I missed my brothers and my mom, the chaos, and the effort to get a full course, made from scratch dinner, prepared at an hour that I wouldn't even entertain at any other time of the year.  But it was a good day.  What made this holiday different than prior years?  It was the fact that I did it my way which wasn't typical of societal expectations that were set for me.  I combined my favorite traditions -- real roasted turkey (nothing like it for sandwiches and 200% better than that processed stuff the deli calls roasted turkey); my baked macaroni & cheese (which is really simple to make but for some reason only prepared during special occasions even though we love it -- this will change); and fresh greens (as long as I have breath we will not have Glory greens n this house). 

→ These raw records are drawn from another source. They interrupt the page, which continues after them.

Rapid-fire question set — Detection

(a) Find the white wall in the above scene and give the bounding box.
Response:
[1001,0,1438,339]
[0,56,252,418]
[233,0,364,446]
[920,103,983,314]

It made me realize how much drama could be eliminated from my life if I did more "my way" instead of some unrealistic expectation that I felt I had to strive to meet.  Thanksgiving 2010, unplanned and uncoordinated as it was, actually turned out to be one of the best Thanksgiving holidays I've experienced.  I wasn't able to say the prayer quite as eloquently as my mom, but I'm sure God understood. 

How much of our stress and pressure is due to perceived expectations?  How much stress and pressure can be eliminated if we just "do you"?